BKSDA Sebut Top Predator Satwa Liar di Sulawesi Utara Adalah Manusia

Balai Konservasi Sumber Daya Alam (BKSDA) Sulut menyatakan top predator satwa liar di Sulawesi Utara adalah manusia.

oleh Yoseph Ikanubun diperbarui 20 Jul 2023, 09:00 WIB
Diterbitkan 20 Jul 2023, 09:00 WIB
Kepala BKSDA Sulut Askhari Dg Masikki saat menjelaskan terkait upaya pelestarian satwa langka di Anoa Breeding Center (ABC) Manado, Senin (17/7/2023). (Foto: Yoseph Ikanubun/Liputan6.com)
Kepala BKSDA Sulut Askhari Dg Masikki saat menjelaskan terkait upaya pelestarian satwa langka di Anoa Breeding Center (ABC) Manado, Senin (17/7/2023). (Foto: Yoseph Ikanubun/Liputan6.com)

Liputan6.com, Manado - Upaya untuk melestarikan tumbuhan, satwa liar dan langka terus dilakukan Balai Konservasi Sumber Daya Alam (BKSDA) Sulut. Namun tantangannya justru manusia yang berada di top predator satwa liar dan langka tersebut.

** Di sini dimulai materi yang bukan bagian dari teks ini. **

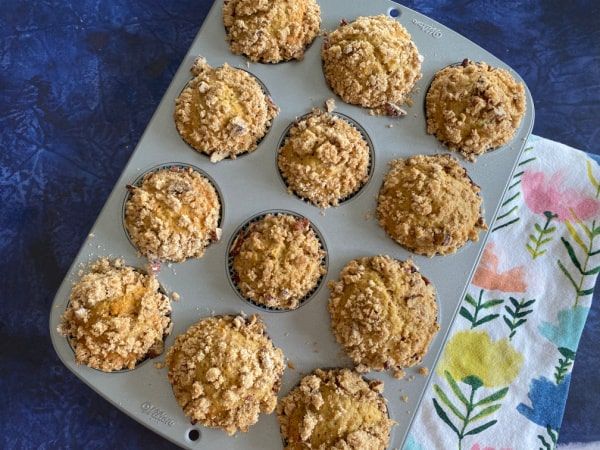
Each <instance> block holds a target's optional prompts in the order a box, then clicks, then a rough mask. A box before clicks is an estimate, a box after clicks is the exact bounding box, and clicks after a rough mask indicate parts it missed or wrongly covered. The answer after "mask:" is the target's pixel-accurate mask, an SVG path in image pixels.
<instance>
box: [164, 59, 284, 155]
mask: <svg viewBox="0 0 600 450" xmlns="http://www.w3.org/2000/svg"><path fill="white" fill-rule="evenodd" d="M221 65H222V64H219V65H218V66H214V67H215V68H216V67H220V66H221ZM235 68H236V69H239V70H242V71H244V72H246V73H247V74H248V75H250V76H251V77H252V78H254V80H255V81H256V82H257V83H258V85H259V86H260V88H261V90H262V91H263V94H264V95H265V97H267V98H270V99H271V100H272V99H273V97H272V96H271V92H269V89H268V88H267V85H266V84H265V83H263V81H262V80H261V79H260V78H259V77H258V76H257V75H256V74H254V73H252V72H250V71H249V70H248V69H247V68H244V67H235ZM188 73H189V72H188ZM193 79H194V78H193V76H192V78H190V79H189V80H188V81H187V83H185V86H183V87H182V88H181V90H180V91H179V94H178V95H177V97H179V96H180V95H181V93H182V92H183V91H184V90H185V89H186V88H187V87H188V85H189V84H190V83H191V82H192V80H193ZM276 106H278V105H277V104H276ZM276 119H277V116H275V117H274V118H273V119H271V123H269V125H268V126H267V129H266V130H265V134H263V135H262V136H261V137H260V139H258V140H257V141H256V148H255V149H254V150H245V151H243V152H241V153H238V154H237V155H235V158H232V157H231V156H226V157H225V158H223V159H221V160H219V161H217V162H216V163H213V164H218V163H219V162H221V161H228V160H230V161H231V160H237V159H240V158H243V157H245V156H248V155H251V154H252V153H254V152H255V151H257V150H258V146H259V145H260V143H261V142H262V141H263V140H264V139H265V138H266V137H267V136H268V135H269V133H270V132H271V128H272V127H273V122H274V121H275V120H276ZM175 129H176V130H177V134H178V136H179V138H180V139H181V140H182V141H183V142H185V144H186V145H187V146H188V147H189V148H190V149H192V150H193V151H195V152H196V153H198V154H199V155H202V156H204V157H205V158H207V159H209V160H210V157H211V156H212V154H211V155H209V154H207V153H205V152H203V151H202V150H198V149H197V148H195V147H194V146H193V145H192V144H190V143H189V142H188V141H187V140H186V139H185V138H184V137H183V135H181V133H179V129H177V127H175Z"/></svg>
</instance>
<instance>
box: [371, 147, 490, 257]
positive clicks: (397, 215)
mask: <svg viewBox="0 0 600 450" xmlns="http://www.w3.org/2000/svg"><path fill="white" fill-rule="evenodd" d="M481 203H482V200H481V197H480V196H479V186H477V185H476V184H474V183H473V182H472V181H471V179H470V178H469V176H468V175H467V171H466V170H465V169H464V168H463V167H462V166H461V165H460V164H459V163H458V161H457V160H456V159H455V158H453V157H452V156H450V155H433V156H424V155H418V156H413V157H411V158H408V159H397V160H395V161H392V162H391V163H390V170H389V172H388V173H387V175H386V176H385V179H384V182H383V185H382V187H381V189H380V191H379V198H378V204H377V215H378V219H379V224H380V225H381V226H382V227H383V229H384V230H385V231H386V232H387V234H389V235H390V237H391V238H392V239H394V240H395V241H396V242H398V243H399V244H400V245H402V246H404V247H406V248H407V249H409V250H411V251H413V252H415V253H419V254H421V255H426V256H433V255H435V254H439V255H446V254H449V253H454V252H456V250H458V249H459V248H460V247H462V246H463V245H464V244H465V243H466V242H467V241H468V240H472V241H476V240H477V239H478V238H479V231H480V230H483V229H487V226H486V225H485V222H484V219H483V217H482V215H481Z"/></svg>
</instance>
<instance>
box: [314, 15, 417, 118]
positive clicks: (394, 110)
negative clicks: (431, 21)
mask: <svg viewBox="0 0 600 450" xmlns="http://www.w3.org/2000/svg"><path fill="white" fill-rule="evenodd" d="M321 56H322V58H323V71H324V73H325V78H326V79H327V82H328V83H329V86H330V87H331V89H333V91H334V92H335V93H336V94H338V95H339V96H340V97H341V98H342V100H344V101H345V102H347V103H352V104H355V105H360V106H364V107H367V108H372V109H374V110H375V112H377V113H381V114H387V115H392V116H395V115H401V114H404V111H403V110H402V109H401V108H400V105H402V104H403V103H405V101H406V96H407V94H408V93H409V92H410V91H411V90H412V89H413V87H414V85H415V83H416V81H417V80H418V79H419V78H421V60H422V57H421V56H420V55H419V52H418V50H417V47H416V46H415V44H414V43H413V42H412V40H411V37H410V34H409V33H408V31H406V29H405V28H404V27H403V26H402V25H400V24H399V23H398V22H397V21H395V20H394V19H391V18H389V17H387V16H384V15H380V16H371V17H359V18H357V19H356V20H355V21H354V22H351V23H345V22H342V25H341V26H340V27H339V28H338V29H336V30H335V31H333V32H332V33H330V34H329V35H327V37H326V38H325V41H324V43H323V49H322V52H321Z"/></svg>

“BKSDA adalah pemangku pengelola kawasan lindung. Ada 13 kawasan, 8 di Sulut dan 5 di Gorontalo,” ujar Kepala BKSDA Sulut Askhari Dg Masikki di Anoa Breeding Center (ABC) Manado, Senin (17/7/2023).

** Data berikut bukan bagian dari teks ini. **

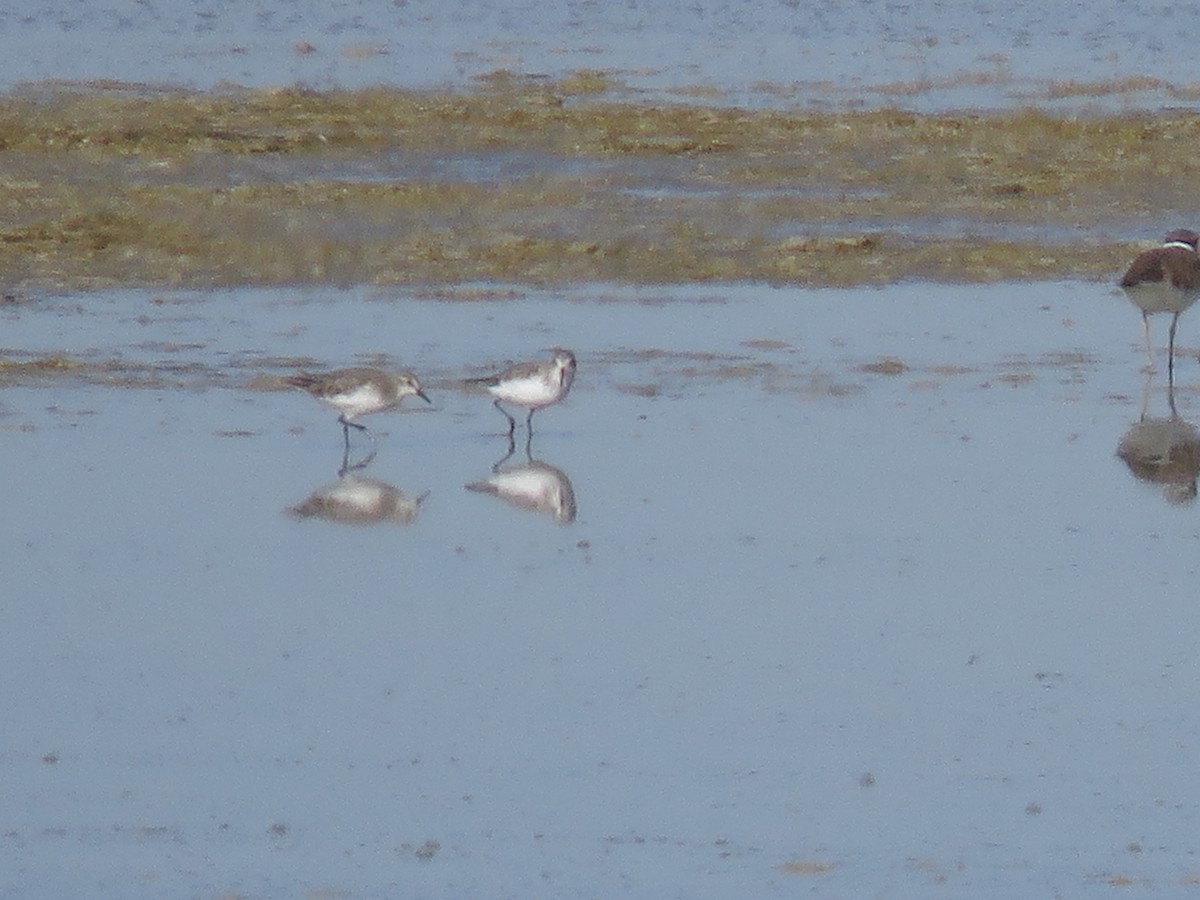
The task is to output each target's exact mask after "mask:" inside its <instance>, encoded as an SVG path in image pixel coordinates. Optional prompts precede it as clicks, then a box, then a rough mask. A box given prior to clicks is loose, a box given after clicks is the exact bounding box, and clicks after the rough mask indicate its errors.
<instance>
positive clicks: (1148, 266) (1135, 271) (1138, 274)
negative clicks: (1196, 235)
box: [1121, 247, 1187, 288]
mask: <svg viewBox="0 0 1200 900" xmlns="http://www.w3.org/2000/svg"><path fill="white" fill-rule="evenodd" d="M1180 252H1181V253H1184V252H1187V251H1180ZM1165 254H1166V248H1165V247H1156V248H1154V250H1147V251H1146V252H1144V253H1139V254H1138V257H1136V258H1135V259H1134V260H1133V263H1130V264H1129V268H1128V269H1127V270H1126V274H1124V277H1122V278H1121V287H1123V288H1135V287H1138V286H1139V284H1146V283H1151V282H1158V281H1163V278H1164V277H1165V270H1164V269H1163V258H1164V257H1165Z"/></svg>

Dia menjelaskan bahwa, tugas pokok BKSDA adalah melakukan pengawasan peredaran tumbuhan dan satwa liar. Termasuk mengawasi pelestarian satwa langka jenis anoa yang dilakukan oleh Balai Penerapan Standar Instrumen Lingkungan Hidup dan Kehutanan (BPSILHK) Manado melalui ABC Manado.

“Anoa ini masuk dalam 25 jenis satwa yang perlu ditingkatkan populasinya, dan merupakan satwa prioritas,” ujarnya.

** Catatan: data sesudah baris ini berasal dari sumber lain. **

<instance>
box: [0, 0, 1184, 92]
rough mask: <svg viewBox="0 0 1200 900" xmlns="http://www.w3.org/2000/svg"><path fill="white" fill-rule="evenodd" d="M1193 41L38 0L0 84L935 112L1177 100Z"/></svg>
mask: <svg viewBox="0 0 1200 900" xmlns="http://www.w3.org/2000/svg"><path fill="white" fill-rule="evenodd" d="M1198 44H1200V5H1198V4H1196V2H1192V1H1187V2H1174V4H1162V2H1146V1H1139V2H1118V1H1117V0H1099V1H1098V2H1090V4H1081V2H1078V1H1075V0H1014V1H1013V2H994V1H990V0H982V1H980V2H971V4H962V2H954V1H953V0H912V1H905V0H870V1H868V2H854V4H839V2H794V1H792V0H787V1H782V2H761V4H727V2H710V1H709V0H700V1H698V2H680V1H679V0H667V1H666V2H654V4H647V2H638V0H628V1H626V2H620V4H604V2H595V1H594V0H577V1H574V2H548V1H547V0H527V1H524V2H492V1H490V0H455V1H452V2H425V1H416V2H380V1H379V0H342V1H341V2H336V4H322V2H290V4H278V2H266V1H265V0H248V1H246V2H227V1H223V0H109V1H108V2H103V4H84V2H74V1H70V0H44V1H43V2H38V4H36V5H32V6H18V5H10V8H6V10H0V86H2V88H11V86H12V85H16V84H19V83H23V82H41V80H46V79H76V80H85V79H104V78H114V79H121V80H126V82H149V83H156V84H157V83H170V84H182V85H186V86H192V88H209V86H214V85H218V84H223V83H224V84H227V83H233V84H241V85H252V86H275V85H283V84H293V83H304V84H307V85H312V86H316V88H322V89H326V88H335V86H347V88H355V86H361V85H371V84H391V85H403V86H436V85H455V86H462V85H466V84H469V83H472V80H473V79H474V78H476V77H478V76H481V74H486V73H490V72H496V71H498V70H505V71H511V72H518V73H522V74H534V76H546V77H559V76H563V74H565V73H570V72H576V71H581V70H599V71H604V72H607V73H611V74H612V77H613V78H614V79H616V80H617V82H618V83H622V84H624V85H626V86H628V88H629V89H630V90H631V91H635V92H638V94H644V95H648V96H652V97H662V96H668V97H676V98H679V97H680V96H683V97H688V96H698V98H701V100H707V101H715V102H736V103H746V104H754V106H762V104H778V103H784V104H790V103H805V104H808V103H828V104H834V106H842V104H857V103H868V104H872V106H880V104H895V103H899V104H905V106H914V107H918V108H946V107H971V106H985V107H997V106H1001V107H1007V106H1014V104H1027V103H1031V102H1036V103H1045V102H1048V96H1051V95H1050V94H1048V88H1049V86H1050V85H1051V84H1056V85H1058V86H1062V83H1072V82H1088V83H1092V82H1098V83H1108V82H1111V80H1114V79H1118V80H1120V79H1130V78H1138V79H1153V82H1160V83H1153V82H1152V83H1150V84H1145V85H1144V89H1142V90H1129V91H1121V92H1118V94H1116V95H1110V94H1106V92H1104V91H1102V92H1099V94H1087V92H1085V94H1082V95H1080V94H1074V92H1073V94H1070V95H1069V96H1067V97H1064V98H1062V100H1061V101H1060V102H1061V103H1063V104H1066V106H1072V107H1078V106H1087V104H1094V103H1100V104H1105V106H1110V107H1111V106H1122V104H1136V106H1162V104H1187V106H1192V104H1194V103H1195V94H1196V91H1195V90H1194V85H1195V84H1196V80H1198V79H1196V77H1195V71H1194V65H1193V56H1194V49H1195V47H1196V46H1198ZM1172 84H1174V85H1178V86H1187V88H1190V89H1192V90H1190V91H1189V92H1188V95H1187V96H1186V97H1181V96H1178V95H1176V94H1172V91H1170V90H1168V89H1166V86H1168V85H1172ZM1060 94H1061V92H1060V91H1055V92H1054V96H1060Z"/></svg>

Masikki mengapresiasi upaya yang dilakukan oleh BPSILHK Manado dalam pelestarian anoa dalam beberapa tahun terakhir ini. Tujuan akhir dari pelestarian anoa itu adalah pelepasliaran ke habitat asli mereka.

“Dari 12 kebuntingan anoa di ABC Manado, 5 berhasil lahir hidup. Ada 5 yang lahir mati, dan 2 keguguran. Ini angka yang cukup baik, karena menambah populasi anoa,” ujarnya.

Dia mengatakan, dalam upaya melindungi hewan liar dan menambah jumlah populasi hewan langka itu, tantangan terbesar yang dihadapi adalah susah untuk menekan konsumsi satwa liar.

“Pasokan satwa liar ke Sulut itu dari Kendari, Sulawesi Barat, dan Sulawesi Tengah. bagaimana memutus mata rantai pasokan ini menjadi kerja kami lintas instansi,” ujarnya.

Dia mengatakan, setiap peredaran satwa yang masuk ke Sulut harus ada surat kesehatan. Karena itu pihaknya bekerjasama dengan Balai Karantana kesehatan untuk menekan masuknya hewan liar ini.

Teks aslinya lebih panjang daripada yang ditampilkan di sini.